The present study showed that the majority of an “early diagnosis” adult untreated CD patient group (with so-called non-classical presentation) in the Netherlands, had at least one, and often several, serum vitamin or mineral deficiencies at diagnosis. Almost 90% of CD-patients were found to be deficient in at least one or more of the assessed nutritional parameters, and half of patients were deficient for two or more nutritional serum variables. This was observed to be unrelated to severity of clinical presentation, nutritional status or (semi-quantified) histopathological damage (score).
In this study, no statistically significant difference in serum vitamin and mineral concentration was found between men and women, although (multi)vitamin use prior to diagnosis was more prevalent in women than men (30% vs. 13%). Information is lacking whether they took the vitamins at their own volition, or if they were prescribed by the general practitioner. In addition, the assessed serum deficiencies were independent of Marsh stratum (Table 4), nutritional status (Table 5) and age (data not shown). Folic acid deficiency was observed in 20% of the untreated CD-patients in this study. The prevalence of folate deficiency varies from 18% to 90% in varying older and newer reports of CD-patients [17,18,24,26]. In studies from Scotland and Finland, folate deficiency was reported in 42%  and 37%  of the untreated CD-patients, respectively. The difference in prevalence might at least partially be explained by technical aspects of measurement of “folate” (which is the natural form of folic acid) and “folic acid” since bioavailability of folic acid is twice that of folate . Macrocytic anaemia in untreated CD-patients is usually caused by folate deficiency. In two large European studies, anaemia, mostly attributed to malabsorption, was reported to be present in 20%–34% of untreated CD-patients [20,30]. This corresponds with our results in which 25% of the CD-patients suffered from iron-deficiency anaemia.

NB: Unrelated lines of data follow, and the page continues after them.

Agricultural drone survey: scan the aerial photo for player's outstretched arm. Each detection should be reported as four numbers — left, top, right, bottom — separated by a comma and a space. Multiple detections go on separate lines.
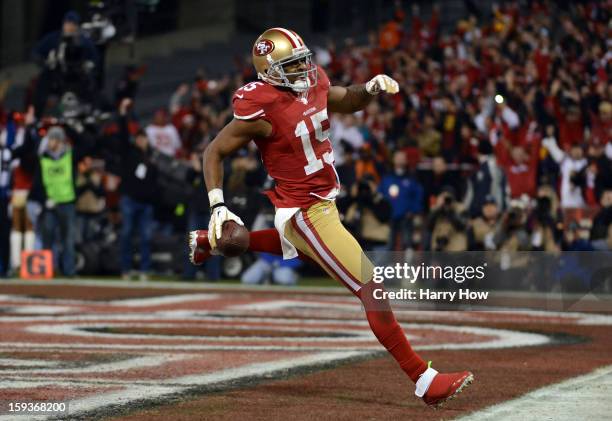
203, 119, 272, 244
327, 75, 399, 114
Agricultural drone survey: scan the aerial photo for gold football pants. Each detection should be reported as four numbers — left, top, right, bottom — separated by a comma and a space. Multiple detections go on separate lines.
285, 200, 373, 295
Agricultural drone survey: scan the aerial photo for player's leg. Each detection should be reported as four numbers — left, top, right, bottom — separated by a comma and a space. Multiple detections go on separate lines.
285, 202, 472, 405
188, 228, 311, 265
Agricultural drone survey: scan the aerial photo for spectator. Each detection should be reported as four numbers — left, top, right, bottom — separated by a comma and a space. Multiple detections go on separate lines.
467, 195, 500, 250
0, 107, 34, 274
427, 187, 467, 252
338, 176, 391, 249
146, 109, 181, 157
417, 115, 442, 157
76, 157, 106, 244
591, 189, 612, 241
542, 130, 587, 209
378, 151, 423, 250
464, 140, 510, 217
119, 98, 159, 280
422, 156, 461, 209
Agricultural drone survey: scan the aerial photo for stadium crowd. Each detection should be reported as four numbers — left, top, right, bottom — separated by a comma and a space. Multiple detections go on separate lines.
0, 1, 612, 283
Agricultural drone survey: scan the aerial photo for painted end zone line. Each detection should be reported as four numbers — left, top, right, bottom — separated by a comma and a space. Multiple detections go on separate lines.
456, 365, 612, 421
0, 351, 376, 421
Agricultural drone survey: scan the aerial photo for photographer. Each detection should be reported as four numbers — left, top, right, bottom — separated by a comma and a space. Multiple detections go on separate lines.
427, 187, 467, 252
338, 175, 391, 249
15, 120, 93, 276
119, 98, 159, 280
32, 11, 98, 117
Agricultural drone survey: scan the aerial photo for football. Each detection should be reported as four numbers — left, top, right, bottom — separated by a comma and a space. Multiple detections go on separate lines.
217, 221, 249, 257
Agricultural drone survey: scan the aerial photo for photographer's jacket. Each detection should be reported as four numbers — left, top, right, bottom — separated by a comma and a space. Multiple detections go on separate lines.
15, 127, 90, 205
119, 117, 160, 203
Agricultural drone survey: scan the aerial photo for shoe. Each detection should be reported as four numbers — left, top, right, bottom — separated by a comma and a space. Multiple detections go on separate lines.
188, 230, 211, 266
415, 367, 474, 408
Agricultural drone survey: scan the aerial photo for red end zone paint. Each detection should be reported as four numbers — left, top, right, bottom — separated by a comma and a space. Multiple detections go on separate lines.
0, 285, 608, 418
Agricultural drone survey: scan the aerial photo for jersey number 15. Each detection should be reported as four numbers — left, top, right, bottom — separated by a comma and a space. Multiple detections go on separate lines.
295, 108, 334, 175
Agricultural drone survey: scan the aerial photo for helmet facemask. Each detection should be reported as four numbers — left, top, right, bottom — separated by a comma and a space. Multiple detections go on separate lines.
257, 48, 318, 93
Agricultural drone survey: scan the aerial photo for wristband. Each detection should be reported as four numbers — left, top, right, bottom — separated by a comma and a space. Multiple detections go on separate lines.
208, 189, 224, 209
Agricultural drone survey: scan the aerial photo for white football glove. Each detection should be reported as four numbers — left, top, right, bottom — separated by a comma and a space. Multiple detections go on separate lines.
208, 206, 244, 249
366, 75, 399, 95
208, 189, 244, 250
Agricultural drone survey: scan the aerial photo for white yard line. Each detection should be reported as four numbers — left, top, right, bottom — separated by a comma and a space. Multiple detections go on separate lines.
456, 365, 612, 421
0, 351, 367, 421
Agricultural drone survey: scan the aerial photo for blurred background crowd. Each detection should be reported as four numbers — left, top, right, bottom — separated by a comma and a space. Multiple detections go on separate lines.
0, 1, 612, 284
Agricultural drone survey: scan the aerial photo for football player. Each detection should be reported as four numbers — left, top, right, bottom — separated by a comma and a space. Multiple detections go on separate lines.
189, 28, 473, 406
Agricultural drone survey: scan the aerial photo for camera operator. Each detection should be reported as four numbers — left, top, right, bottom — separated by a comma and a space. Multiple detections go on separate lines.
32, 11, 99, 117
338, 174, 391, 249
427, 187, 467, 251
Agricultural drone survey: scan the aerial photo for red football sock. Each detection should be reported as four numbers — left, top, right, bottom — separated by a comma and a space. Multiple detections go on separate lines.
358, 281, 427, 383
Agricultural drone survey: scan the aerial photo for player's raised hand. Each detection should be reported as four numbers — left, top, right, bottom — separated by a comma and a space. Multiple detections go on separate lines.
208, 205, 244, 249
366, 75, 399, 95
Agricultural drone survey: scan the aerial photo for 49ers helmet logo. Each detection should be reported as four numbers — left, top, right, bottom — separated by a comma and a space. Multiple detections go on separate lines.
253, 39, 274, 56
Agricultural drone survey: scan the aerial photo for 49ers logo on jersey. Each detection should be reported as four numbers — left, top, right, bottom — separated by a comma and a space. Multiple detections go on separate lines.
254, 39, 274, 56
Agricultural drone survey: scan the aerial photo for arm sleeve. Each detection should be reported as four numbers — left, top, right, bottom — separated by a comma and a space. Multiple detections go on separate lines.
232, 89, 266, 120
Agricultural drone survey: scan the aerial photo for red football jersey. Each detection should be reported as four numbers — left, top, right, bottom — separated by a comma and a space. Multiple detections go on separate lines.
232, 67, 339, 208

The presence of vitamin B6 deficiency has been reported in two studies, albeit in children with “acute celiac disease”. A decreased pyridoxal phosphate was reported in serum samples and in duodenal mucosa, suggestive of vitamin B6 deficiency [41,42] and indicative for decreased levels of vitamin B6 in untreated CD children. We found water-soluble vitamin deficiencies (B6, folic acid and B12) in approximately one in seven (B6) to one in five (folic acid and B12) untreated CD-patients. This was despite the fact that more than 20% of the patients were using a prescribed or over-the-counter multivitamin/vitamin B-complex or a folic acid supplement before diagnosis.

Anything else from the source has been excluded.